A Morgantown man was sentenced to prison for murder Wednesday.
Lemir Baker-Moore, 22, shot and killed Brian Green, originally of New Jersey, after a fight on High Street in Morgantown on August 25, 2016.
Green and Baker-Moore’s friend, David Annonio, were involved in a fight, according to the Morgantown Police Department. During the fight, Baker-Moore fired multiple rounds from a handgun striking both Annonio and Green. Annonio was treated for a gunshot wound to the leg and survived the incident. Green was pronounced dead on scene.
Baker-Moore’s attorney argued that his client had no criminal history, has held gainful employment and that the crime was the “perfect storm.” According to his attorney, Baker-Moore’s friend, Annonio, was getting beat up, and a gun Annonio was carrying fell to the ground during the fight. Baker-Moore, who was carrying a gun of his own, picked Annonio’s gun up and used it to shoot Green.
Baker-Moore’s attorney asked for his client to be sent to the Anthony Correctional Center or receive a 10-year sentence.
After apologizing to Green’s family, Baker-Moore said he would like to be a productive member of society.

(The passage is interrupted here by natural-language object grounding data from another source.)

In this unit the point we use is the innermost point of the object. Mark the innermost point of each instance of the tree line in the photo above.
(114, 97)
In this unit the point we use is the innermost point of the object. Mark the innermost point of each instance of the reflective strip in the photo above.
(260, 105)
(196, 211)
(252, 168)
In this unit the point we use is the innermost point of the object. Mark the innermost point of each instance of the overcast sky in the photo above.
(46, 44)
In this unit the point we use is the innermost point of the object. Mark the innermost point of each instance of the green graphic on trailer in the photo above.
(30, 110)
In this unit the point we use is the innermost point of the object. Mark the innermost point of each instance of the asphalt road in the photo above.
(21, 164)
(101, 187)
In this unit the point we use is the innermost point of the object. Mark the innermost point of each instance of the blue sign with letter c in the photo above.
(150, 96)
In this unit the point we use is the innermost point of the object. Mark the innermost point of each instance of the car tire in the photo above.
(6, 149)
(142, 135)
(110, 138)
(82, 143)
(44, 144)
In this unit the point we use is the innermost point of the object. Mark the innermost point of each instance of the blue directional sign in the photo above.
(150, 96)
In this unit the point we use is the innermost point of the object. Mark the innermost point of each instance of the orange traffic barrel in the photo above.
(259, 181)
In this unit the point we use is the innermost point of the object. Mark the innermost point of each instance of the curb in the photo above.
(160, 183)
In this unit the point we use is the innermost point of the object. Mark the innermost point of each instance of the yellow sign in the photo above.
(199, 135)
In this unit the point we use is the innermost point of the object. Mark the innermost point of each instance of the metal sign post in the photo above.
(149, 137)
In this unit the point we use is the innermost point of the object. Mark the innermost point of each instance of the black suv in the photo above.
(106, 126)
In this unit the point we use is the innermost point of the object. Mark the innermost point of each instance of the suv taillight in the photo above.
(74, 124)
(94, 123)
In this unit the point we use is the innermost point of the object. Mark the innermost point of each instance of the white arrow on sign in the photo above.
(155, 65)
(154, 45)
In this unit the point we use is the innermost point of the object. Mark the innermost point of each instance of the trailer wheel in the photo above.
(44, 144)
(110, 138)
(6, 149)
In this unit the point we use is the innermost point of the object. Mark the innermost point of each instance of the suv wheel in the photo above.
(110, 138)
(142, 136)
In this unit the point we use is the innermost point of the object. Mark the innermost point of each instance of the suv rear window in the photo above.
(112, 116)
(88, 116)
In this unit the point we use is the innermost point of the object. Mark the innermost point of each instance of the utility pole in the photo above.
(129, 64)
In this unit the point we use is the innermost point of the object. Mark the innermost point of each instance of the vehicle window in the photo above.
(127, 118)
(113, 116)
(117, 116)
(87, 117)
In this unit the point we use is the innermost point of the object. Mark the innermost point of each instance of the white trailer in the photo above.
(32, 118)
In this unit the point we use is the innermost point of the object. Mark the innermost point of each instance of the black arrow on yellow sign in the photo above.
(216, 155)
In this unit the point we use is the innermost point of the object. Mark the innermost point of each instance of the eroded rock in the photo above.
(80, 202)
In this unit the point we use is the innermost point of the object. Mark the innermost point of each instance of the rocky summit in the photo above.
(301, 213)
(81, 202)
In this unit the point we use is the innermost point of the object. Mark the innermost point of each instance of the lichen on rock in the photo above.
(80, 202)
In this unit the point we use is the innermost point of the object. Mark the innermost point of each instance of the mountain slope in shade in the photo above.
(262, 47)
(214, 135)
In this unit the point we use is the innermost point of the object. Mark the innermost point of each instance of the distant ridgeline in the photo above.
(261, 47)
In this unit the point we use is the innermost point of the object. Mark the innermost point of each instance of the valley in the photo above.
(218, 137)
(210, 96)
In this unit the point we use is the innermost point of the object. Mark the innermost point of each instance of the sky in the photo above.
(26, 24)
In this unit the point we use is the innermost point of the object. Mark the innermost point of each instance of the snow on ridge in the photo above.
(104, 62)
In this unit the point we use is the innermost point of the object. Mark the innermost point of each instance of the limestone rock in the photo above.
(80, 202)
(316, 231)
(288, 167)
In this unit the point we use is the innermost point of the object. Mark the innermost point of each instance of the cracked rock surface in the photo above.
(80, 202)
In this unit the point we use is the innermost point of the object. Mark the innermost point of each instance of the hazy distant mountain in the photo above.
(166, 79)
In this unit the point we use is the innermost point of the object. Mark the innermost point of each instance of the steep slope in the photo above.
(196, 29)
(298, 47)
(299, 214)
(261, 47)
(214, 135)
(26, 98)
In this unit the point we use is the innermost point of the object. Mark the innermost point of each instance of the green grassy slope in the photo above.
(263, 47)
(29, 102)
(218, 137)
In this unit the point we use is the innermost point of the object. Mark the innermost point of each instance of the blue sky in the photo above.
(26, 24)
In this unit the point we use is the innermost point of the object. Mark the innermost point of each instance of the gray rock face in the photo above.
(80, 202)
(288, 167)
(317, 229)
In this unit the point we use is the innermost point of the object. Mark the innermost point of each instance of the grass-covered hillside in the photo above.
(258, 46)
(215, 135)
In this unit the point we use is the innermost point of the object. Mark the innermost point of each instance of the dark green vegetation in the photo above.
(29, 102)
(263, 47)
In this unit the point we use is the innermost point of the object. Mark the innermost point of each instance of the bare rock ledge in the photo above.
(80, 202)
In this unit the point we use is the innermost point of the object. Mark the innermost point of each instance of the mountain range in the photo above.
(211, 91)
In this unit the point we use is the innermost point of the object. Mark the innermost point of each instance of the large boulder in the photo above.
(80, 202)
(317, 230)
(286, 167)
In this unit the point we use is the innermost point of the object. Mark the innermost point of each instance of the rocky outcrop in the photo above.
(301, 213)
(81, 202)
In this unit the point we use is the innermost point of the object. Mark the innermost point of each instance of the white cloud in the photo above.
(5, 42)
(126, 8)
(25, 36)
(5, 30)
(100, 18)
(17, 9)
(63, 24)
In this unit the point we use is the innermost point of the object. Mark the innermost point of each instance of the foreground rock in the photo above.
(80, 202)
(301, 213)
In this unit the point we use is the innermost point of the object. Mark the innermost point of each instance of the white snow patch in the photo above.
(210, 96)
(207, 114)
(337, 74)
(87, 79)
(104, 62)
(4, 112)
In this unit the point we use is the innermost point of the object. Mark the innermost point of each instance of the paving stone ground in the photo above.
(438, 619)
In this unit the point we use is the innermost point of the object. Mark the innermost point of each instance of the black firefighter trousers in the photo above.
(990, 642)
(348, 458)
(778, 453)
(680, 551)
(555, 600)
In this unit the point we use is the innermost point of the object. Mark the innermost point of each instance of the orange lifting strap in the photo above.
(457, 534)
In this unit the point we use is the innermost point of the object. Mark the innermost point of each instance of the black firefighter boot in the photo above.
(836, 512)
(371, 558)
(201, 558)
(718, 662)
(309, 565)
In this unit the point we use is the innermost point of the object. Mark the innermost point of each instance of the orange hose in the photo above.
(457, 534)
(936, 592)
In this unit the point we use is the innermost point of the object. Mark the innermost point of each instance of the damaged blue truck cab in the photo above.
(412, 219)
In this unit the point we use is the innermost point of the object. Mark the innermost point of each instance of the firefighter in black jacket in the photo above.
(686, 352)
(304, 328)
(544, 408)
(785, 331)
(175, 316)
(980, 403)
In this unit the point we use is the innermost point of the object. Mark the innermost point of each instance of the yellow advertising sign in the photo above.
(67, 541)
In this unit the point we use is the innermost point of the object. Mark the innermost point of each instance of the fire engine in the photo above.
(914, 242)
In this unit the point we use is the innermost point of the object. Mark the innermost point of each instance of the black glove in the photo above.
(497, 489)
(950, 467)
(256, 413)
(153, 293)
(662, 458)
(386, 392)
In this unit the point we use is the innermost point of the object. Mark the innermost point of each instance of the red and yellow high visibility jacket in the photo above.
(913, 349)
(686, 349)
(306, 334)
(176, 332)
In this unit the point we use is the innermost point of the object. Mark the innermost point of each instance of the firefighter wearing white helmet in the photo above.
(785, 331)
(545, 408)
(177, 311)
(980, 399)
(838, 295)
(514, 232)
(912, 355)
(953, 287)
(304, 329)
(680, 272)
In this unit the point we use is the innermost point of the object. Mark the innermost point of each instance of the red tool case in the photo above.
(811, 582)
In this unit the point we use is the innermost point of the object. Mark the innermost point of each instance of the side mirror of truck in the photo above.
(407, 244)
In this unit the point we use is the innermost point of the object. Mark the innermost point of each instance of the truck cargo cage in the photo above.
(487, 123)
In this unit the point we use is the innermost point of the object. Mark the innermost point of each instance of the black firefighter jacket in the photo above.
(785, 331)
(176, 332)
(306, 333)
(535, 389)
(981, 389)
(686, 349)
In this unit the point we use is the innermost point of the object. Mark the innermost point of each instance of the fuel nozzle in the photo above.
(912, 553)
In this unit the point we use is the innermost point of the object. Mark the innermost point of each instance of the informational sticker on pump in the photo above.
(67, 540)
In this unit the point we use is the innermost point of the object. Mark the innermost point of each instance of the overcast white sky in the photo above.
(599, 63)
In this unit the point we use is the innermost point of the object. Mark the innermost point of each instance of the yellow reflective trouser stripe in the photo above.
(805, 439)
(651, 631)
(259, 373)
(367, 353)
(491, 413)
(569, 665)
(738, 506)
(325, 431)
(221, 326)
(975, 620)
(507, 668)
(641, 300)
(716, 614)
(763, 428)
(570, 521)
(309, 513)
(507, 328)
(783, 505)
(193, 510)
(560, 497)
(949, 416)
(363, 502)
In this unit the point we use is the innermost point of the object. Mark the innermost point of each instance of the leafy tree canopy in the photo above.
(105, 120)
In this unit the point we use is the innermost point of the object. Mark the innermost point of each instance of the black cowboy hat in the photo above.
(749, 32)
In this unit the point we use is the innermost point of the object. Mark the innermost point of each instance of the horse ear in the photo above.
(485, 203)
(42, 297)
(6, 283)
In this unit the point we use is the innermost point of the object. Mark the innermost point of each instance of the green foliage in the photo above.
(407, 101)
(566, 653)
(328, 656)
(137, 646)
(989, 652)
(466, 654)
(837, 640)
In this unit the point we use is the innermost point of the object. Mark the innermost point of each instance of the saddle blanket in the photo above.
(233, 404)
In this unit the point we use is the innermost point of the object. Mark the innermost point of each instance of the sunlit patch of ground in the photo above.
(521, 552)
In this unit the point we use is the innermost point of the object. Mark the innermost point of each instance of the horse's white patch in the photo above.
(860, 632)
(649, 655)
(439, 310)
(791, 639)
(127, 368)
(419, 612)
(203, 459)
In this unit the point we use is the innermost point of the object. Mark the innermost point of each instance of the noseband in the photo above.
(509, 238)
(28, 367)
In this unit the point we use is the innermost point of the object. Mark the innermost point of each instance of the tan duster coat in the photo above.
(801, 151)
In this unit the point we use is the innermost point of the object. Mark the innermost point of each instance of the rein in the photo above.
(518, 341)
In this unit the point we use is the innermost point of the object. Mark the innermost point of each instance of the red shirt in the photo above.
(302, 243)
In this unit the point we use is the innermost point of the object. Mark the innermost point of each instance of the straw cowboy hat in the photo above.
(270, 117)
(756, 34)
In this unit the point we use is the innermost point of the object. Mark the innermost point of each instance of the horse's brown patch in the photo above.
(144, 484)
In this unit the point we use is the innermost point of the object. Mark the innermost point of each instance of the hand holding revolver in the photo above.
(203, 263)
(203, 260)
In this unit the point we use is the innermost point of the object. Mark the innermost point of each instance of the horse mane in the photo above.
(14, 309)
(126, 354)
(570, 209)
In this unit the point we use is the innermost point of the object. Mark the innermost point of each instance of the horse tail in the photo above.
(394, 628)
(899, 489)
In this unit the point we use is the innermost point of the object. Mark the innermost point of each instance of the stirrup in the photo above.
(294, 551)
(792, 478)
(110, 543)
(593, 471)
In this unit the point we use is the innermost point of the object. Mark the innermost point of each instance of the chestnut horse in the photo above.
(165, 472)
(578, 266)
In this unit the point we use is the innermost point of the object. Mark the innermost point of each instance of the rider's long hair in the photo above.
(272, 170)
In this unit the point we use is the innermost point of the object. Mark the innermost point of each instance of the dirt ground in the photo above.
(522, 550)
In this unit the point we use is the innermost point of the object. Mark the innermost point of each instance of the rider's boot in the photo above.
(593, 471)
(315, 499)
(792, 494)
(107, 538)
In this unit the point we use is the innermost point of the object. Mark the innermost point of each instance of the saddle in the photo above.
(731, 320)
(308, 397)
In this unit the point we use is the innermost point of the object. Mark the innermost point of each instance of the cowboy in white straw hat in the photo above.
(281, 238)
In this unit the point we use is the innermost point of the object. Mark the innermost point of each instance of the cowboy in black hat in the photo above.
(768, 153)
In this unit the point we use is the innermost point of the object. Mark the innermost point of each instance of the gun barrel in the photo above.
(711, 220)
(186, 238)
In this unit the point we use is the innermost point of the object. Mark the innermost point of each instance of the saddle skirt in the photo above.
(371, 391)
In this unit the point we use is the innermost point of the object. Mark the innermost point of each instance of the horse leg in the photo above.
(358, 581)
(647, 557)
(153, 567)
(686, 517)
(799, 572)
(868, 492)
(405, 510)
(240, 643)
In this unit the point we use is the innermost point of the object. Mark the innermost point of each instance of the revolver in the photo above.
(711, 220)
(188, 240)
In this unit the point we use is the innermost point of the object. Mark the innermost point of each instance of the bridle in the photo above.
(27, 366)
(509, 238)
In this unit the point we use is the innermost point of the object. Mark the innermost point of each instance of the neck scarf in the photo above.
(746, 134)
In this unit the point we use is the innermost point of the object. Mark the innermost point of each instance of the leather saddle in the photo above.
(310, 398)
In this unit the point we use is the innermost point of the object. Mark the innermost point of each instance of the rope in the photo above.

Green’s brother spoke next and told Baker-Moore that he forgave him because of his faith but asked that the judge give Baker-Moore the maximum sentence.
The state argued to the judge that the fight on High Street began over a cigarette and that Annonio started the fight. They agreed that Baker-Moore picked up Annonio’s gun and said that he shot the weapon 11 times until the gun was empty.
The state said Green was, essentially, murdered for winning the fight and asked the judge to sentence Baker-Moore to 40 years, which is the maximum.
The judge said Baker-Moore would normally be a candidate for the Anthony Correctional Center but said he had already received the benefit of being charged with a lesser charge by the state when he pleaded to second-degree murder. Instead, the judge decided to sentence Baker-Moore to 40 years in prison with the possibility of parole in 10 years. He will receive credit for time served, the judge said, so he could be eligible for parole in eight years and six months.